At the table, the actor portraying Tejimola removes her bird mask. She is no longer a metaphor, she is present tangibly. And the stepmother? Her punishment comes not through words but through jhootha (food that others have already touched). Leftovers from every guest’s plate are collected and served to her. She gags, resists, but ultimately eats. Justice isn’t declared; it’s served.


Why Food?
Why use food to tell a folktale? Because food is never neutral. What we eat, how we eat holds an entire range of emotion- rage and tenderness, shame and comfort. It carries memory in the form of technique, in the fold of a roti, the pale translucence of gourd, the weight of tools meant to nourish. We intended for this edible experience to be something more than a retelling of Tejimola, a re-feeling. Her story resonated not just in the script but in the awkward pauses between bites. She lived in the silence surrounding the dheki, the sourness of lemon, the watery softness of lauki.

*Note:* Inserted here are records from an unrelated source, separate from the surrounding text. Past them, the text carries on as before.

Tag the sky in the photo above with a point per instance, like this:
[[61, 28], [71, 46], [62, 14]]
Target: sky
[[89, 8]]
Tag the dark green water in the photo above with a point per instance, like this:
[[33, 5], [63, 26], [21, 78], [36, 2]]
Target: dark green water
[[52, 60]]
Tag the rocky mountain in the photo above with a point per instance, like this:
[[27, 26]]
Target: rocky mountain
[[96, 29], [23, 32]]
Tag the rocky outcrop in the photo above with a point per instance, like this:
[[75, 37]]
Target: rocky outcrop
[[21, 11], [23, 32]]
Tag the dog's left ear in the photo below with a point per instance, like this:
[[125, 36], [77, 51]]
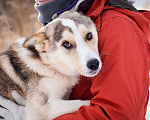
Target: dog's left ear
[[37, 41]]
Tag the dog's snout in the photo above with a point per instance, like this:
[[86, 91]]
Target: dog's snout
[[93, 64]]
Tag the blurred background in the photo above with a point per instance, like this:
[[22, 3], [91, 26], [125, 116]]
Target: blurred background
[[18, 18]]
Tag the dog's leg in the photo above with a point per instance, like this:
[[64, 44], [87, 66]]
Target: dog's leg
[[59, 107]]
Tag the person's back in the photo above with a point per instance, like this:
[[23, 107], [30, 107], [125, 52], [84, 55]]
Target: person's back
[[120, 90]]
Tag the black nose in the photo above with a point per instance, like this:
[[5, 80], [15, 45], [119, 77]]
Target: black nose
[[93, 64]]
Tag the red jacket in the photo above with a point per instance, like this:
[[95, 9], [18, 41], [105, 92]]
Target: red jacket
[[120, 90]]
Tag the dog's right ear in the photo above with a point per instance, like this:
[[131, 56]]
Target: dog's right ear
[[36, 41]]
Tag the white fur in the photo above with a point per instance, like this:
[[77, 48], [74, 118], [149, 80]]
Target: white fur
[[84, 52]]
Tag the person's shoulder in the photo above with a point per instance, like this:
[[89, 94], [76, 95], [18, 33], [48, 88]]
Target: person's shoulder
[[116, 16]]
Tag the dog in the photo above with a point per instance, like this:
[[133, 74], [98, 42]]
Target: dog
[[44, 67]]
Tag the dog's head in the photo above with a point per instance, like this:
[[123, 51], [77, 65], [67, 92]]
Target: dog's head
[[69, 44]]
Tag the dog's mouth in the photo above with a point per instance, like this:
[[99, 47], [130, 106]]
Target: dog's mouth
[[41, 2]]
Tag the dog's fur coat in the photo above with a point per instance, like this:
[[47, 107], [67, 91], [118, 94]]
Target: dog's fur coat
[[44, 67]]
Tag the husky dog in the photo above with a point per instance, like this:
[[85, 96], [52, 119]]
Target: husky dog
[[44, 67]]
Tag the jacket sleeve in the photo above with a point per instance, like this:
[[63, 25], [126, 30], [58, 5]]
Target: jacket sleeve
[[120, 90]]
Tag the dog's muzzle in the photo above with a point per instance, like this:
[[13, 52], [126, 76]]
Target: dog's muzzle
[[93, 64]]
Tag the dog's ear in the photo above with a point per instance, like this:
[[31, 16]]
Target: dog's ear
[[37, 41]]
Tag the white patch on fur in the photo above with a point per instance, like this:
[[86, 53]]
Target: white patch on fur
[[10, 71], [21, 40]]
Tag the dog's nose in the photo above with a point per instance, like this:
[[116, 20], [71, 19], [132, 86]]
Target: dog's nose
[[93, 64]]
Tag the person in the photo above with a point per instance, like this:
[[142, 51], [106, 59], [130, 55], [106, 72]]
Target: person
[[120, 90]]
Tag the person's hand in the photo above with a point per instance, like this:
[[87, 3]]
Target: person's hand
[[11, 111]]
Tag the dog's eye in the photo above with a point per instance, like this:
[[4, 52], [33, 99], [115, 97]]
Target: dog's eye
[[89, 36], [67, 45]]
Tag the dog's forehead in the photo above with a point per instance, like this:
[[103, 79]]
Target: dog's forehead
[[59, 29]]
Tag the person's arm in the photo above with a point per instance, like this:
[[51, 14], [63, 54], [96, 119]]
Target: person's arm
[[121, 89]]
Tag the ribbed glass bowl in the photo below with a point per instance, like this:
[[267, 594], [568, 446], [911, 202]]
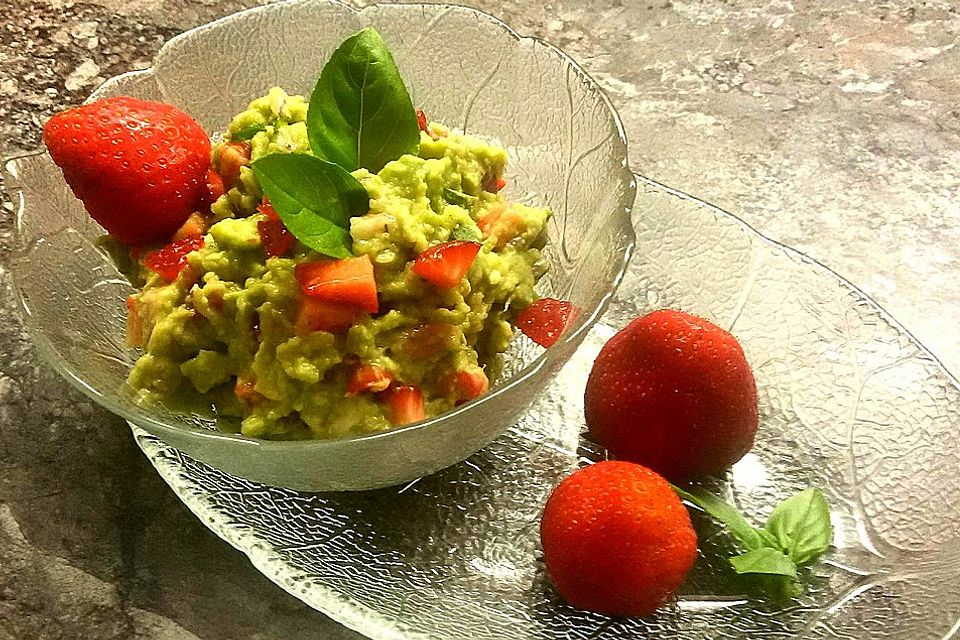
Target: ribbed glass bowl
[[465, 69]]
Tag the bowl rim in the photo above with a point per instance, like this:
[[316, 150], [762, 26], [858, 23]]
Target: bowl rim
[[570, 339]]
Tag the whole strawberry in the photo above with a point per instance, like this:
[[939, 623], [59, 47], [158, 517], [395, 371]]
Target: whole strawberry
[[673, 392], [616, 539], [138, 166]]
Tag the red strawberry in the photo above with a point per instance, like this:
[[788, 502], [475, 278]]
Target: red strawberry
[[675, 393], [546, 319], [274, 235], [444, 265], [368, 377], [171, 260], [346, 282], [138, 166], [404, 404], [316, 315], [616, 539]]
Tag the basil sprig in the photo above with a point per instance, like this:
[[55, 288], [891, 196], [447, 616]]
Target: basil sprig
[[360, 113], [797, 532]]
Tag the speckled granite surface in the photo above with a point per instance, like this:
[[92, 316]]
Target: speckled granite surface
[[830, 126]]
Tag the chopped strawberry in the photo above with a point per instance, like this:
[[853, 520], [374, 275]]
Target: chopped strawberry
[[444, 265], [138, 166], [195, 225], [233, 156], [215, 187], [170, 260], [274, 235], [317, 315], [546, 319], [245, 391], [368, 377], [347, 282], [470, 383], [428, 340], [404, 404]]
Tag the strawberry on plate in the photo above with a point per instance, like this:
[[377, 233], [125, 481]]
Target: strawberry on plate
[[616, 539], [546, 319], [675, 393], [140, 167], [444, 265], [347, 282]]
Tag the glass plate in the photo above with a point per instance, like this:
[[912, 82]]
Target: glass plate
[[849, 402]]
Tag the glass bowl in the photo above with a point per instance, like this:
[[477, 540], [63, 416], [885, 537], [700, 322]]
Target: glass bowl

This performance didn’t unfold in a white box gallery detached from the original context of the tale, but in Dhemaji itself, among neighbors, teachers, children, and elders. It is an ardent belief that we must return to our ways of knowledge-making, and that folk memory elicited through oral histories belongs at the table, in the household, on the streets, as much as in museums.
A Shared
South Asian Imagination
Though Tejimola is distinctly Assamese, the instinct behind this work transcends borders and kitchens. Across South Asia, whether it be in Tamil koothu, or Bengali panchalies, folk stories have always traveled through breath, rhythm, and body.
Certain kitchen words hold more than technique. They transcend their mundane purposes, to return and carry a deeper meaning.This meal employed dheki, lauki, and jhootha not merely as ingredients, tools, or concepts, but as emotional vessels, each allowing the body to feel what the tongue cannot always articulate.
And thus, the transformative saga of Tejimola continues to echo inspiration. She rose at our table, transforming twenty strangers into carriers of her tale, ensuring that her voice would travel home with each of them.